But I feel it misses the mark because it dwells entirely on race. Gemini isn't a racist chatbot, it's a hard left chatbot and anti-white racism is just the subcomponent of it that happened to go viral. You could have just as easily written about the erasure of men. I'm pretty sure there were not many if any women serving as front-line Nazi infantry, but it forced them in there anyway. On the other hand for that there isn't any angle about multi-cultural society, or taking shortcuts to achieve it. Women are the majority of the population, they have many legal privileges men don't have as well as of course numerous conventions that unfairly privilege them too. They are very much in the more powerful position and Gemini reflects that, where it constantly replaces not only whites with blacks/native Americans but also men with women.

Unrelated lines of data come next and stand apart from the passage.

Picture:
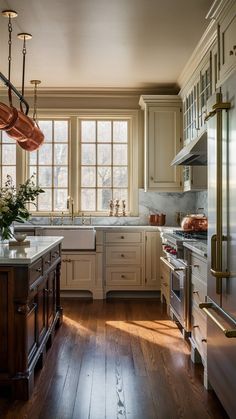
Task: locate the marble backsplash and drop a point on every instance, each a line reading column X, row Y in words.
column 149, row 203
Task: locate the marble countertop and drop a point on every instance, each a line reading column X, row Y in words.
column 197, row 247
column 27, row 254
column 147, row 227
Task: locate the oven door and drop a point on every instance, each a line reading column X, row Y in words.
column 178, row 291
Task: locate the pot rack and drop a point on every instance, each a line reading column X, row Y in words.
column 14, row 89
column 16, row 123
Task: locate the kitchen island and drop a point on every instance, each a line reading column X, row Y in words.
column 29, row 309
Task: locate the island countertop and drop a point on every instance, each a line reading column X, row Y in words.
column 27, row 254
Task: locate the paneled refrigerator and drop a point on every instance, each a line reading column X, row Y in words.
column 221, row 286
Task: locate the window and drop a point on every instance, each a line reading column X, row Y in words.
column 51, row 165
column 90, row 155
column 8, row 157
column 104, row 157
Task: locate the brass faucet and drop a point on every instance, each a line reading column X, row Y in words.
column 70, row 207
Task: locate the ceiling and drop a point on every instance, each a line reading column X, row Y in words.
column 103, row 43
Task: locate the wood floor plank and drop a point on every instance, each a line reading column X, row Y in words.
column 117, row 360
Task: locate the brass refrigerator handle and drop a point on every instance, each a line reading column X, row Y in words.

And it doesn't stop there. Ask Gemini about Stalin and it'll tell you that his legacy is complex and multi-faceted, that he did a lot of good things too. Anything on climate or COVID is of course a waste of time. The paintings of historical figures went viral because the manipulative and non-factual nature of left wing output is undeniable and obvious in that case, but there is a huge space of less in-your-face outputs where it also just makes things up, lies to you or otherwise tries to manipulate you that people won't take umbrage with because they've become inured to it and expect it.

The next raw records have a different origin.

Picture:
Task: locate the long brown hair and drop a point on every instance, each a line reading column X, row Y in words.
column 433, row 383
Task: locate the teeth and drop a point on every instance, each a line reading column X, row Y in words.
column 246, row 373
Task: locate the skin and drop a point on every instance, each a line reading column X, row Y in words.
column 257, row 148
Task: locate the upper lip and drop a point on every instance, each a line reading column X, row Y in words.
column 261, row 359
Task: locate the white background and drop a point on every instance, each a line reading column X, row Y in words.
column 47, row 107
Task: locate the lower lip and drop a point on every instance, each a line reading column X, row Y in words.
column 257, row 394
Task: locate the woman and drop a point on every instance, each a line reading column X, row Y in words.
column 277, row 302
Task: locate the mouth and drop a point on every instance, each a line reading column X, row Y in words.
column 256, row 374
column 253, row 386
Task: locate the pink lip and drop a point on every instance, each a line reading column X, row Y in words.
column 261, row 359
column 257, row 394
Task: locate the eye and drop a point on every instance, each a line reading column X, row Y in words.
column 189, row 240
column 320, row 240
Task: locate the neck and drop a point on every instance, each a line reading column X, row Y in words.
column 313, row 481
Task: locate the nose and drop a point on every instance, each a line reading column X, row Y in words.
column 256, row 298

So I feel pretty clearly that the issue here isn't Google trying to take shortcuts to a better world. It's much simpler. They purged everyone who isn't far left, as far left people often do, and now they had a chance to create the ultimate New Soviet Man of their dreams. No surprise that it refuses to depict reality accurately in thousands of different ways. It's exactly what you'd expect and deep down has nothing to do with race.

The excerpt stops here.